Yes, the picture is upside down and there are little hands in it. So difficult to photo a masterpiece with little ones.

Thursday, August 6, 2009

Canning

So I told you that we had a lot of produce. I took a large bag to my family in Boise, and then I went and picked some more yesterday. We will eat it, but when? So, I decided to get out my trusty pressure cooker last night. I canned 4 pints of beans, 3 pints of carrots, and 1 quart of tomatoes. These will be delicious in a hearty winter stew. Yum!

I started with fresh, dirty veggies from my garden, and then I put them in the sink.


Then I washed and sorted all of my veggies.


Then I canned them. I can use them as they are or in stews. I am very excited.

Wednesday, August 5, 2009

Health and Whole Wheat

When I first became a stay at home mom, I had aspirations to cook all of the meals and not buy any processed foods. This became harder and harder as my husband ate lunch and dinner at his work place. I noticed that I don't really cook any more and my kids were eating way too much junk.

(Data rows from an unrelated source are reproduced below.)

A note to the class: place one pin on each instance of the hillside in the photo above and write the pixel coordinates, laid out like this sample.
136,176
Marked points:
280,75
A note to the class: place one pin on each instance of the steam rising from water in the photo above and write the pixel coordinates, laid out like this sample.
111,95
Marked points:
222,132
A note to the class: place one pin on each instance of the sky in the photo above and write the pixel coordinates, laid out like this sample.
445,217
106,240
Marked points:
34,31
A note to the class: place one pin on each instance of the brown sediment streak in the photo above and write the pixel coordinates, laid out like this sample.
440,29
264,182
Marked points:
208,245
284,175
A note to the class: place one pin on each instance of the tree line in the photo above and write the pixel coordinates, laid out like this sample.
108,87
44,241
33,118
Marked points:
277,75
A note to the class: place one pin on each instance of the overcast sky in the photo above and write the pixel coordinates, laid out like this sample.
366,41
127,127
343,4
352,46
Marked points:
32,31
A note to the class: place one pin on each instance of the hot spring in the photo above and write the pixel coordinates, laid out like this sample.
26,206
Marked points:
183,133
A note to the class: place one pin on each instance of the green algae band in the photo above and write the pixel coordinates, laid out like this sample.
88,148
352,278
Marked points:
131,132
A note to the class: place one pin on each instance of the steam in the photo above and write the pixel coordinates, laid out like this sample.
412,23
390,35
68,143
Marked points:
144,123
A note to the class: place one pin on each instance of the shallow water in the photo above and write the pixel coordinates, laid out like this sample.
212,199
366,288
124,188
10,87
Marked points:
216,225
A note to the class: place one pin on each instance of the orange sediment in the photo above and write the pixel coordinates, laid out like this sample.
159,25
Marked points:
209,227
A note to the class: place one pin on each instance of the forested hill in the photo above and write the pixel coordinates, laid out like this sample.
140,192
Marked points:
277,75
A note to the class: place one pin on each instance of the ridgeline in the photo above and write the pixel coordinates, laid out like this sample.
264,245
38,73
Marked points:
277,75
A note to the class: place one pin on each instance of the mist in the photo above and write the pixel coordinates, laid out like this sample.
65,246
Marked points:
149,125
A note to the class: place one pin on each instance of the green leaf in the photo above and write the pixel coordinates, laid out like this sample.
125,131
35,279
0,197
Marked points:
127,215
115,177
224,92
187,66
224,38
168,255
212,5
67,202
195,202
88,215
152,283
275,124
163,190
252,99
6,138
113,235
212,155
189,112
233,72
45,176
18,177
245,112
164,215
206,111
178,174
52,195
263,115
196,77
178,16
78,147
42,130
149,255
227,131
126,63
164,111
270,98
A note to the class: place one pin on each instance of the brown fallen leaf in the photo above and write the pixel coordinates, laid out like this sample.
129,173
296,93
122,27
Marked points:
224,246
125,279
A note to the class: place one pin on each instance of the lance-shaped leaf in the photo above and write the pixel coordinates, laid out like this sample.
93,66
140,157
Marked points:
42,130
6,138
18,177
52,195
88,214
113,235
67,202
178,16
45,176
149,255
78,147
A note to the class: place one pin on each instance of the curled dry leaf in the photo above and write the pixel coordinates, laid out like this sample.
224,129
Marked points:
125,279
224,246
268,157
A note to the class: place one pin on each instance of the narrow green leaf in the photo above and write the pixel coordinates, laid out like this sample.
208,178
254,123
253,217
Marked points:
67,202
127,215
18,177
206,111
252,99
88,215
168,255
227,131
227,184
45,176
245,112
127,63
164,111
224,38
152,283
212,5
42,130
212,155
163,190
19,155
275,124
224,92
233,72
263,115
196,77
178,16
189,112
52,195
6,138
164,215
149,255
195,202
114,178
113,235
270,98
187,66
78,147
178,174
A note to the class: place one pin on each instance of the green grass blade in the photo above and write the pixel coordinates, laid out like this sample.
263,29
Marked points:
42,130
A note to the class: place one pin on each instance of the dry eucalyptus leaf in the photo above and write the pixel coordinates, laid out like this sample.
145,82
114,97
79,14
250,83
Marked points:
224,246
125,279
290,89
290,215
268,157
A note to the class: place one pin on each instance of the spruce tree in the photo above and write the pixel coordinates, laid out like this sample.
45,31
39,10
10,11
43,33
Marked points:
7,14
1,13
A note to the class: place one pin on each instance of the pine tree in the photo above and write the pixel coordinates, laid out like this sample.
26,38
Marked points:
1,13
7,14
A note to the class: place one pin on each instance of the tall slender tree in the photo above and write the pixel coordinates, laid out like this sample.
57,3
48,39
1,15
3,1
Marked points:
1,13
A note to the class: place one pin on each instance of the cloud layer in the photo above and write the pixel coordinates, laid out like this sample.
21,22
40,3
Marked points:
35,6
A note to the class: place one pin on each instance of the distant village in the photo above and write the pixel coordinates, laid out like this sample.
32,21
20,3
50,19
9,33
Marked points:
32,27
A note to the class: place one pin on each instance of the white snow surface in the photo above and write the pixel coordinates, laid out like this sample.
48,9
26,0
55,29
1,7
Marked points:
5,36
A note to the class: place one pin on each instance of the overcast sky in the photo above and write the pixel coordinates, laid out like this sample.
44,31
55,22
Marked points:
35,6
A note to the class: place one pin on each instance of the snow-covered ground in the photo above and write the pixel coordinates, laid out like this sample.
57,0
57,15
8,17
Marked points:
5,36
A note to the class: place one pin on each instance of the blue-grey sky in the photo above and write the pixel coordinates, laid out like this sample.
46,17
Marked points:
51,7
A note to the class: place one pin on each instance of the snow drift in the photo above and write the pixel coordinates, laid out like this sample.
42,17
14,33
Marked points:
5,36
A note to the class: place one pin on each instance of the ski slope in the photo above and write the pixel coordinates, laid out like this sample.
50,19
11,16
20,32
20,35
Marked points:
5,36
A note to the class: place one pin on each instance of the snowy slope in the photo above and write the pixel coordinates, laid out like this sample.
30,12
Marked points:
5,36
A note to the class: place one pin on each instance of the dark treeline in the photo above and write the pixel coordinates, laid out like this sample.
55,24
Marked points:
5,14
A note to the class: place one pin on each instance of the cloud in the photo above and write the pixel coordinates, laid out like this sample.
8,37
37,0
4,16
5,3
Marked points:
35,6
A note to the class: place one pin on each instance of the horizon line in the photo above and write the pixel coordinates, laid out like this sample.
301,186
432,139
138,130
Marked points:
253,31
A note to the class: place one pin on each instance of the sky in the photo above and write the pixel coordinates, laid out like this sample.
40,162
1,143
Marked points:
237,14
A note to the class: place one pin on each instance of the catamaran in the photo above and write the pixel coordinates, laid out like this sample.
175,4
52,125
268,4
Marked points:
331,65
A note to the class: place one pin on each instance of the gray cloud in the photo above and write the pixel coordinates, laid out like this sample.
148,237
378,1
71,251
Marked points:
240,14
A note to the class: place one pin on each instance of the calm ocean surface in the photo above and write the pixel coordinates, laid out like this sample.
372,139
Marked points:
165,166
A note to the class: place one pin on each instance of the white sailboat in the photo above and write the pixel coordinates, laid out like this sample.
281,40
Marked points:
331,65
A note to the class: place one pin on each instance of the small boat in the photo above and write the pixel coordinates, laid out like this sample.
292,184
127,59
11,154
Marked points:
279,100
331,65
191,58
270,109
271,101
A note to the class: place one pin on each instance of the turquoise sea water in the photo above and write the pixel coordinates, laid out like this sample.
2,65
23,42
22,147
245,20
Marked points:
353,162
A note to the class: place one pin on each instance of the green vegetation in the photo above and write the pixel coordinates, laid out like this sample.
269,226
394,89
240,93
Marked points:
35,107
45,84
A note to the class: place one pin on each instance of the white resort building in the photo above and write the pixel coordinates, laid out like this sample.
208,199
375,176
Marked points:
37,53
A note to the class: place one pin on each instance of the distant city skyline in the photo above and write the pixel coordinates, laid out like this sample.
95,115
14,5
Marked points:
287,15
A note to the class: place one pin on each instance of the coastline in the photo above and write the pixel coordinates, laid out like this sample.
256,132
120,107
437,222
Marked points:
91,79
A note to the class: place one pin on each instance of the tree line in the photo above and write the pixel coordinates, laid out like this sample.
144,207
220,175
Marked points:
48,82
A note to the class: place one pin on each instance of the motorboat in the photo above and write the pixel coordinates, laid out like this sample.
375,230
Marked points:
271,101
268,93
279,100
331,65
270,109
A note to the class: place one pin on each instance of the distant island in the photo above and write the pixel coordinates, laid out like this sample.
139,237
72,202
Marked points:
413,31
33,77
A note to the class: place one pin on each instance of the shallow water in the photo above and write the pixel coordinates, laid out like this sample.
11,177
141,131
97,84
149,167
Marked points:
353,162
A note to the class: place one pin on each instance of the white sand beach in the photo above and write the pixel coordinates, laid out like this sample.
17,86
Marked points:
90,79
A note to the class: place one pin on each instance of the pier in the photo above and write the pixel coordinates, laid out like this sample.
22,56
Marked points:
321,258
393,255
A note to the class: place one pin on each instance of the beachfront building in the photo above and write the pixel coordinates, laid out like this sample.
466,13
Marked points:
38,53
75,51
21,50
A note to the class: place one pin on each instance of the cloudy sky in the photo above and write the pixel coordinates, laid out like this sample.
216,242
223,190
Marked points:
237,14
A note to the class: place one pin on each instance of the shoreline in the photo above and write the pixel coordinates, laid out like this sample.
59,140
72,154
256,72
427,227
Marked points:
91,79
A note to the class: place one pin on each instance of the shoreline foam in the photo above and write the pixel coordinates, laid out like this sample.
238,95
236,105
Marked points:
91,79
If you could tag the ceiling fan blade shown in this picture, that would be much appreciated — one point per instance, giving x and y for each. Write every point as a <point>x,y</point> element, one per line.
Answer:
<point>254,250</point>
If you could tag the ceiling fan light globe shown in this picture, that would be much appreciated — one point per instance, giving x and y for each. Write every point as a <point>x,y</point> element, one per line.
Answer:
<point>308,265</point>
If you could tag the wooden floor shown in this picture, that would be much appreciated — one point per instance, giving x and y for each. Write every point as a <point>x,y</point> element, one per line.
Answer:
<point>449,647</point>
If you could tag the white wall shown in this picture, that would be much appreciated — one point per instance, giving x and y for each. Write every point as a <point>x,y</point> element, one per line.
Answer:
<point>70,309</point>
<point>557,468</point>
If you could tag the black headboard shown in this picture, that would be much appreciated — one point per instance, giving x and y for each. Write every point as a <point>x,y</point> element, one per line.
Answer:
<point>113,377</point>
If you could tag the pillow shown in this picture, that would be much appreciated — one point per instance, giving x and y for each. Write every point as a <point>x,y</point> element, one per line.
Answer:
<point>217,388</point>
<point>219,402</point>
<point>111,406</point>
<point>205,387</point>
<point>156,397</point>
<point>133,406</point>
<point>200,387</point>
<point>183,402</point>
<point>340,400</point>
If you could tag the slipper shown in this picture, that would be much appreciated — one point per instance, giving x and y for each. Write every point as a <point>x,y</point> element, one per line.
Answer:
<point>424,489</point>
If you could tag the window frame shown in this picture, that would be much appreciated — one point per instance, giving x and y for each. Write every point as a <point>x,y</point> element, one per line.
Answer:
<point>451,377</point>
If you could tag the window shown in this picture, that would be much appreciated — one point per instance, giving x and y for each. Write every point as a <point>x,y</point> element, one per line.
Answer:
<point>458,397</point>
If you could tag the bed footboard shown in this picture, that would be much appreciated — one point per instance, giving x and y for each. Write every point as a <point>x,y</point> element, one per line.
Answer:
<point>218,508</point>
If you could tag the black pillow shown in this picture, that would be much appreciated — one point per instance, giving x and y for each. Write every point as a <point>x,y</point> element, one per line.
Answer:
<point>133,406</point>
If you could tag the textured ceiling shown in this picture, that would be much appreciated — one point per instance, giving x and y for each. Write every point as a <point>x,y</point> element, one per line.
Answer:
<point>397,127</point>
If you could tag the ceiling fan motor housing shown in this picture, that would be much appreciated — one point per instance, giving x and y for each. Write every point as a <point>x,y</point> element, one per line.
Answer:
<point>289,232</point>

This week I decided to fix that. I wrote down every meal we would eat, including snacks, and only bought that at the grocery store. My husband is no longer going to eat what the cafeteria at his work provides. He has gained a lot of weight from bad food, over eating, stress, and lack of sleep. I have a little hand grinder for my wheat. It took me some time, but I can grind my wheat. This morning it fell apart. I'm not sure why, but it did. It took me 2 hours to make whole grain pancakes. Finally I sent my husband over to get my mother-in-law's electronic wheat grinder. All I can say is WOW! It ground up the wheat so fast and it was much finer than what my hand grinder can do. I love it. (I promise I will take good care of it and return it!) It's a good thing that I borrowed it because I have whole wheat pasta, whole wheat waffles, wheat bread, whole wheat blueberry muffins, and other things on the menu. It takes some time, but I feel good knowing what we are eating. I am also blessed to have a wonderful garden harvest. We have been eating fresh peas, beans and carrots from our garden. We have tomatoes, cucumbers, onions, potatoes, and pumpkins as well. I feel so blessed to eat of the earth and to teach my children how to do this as well.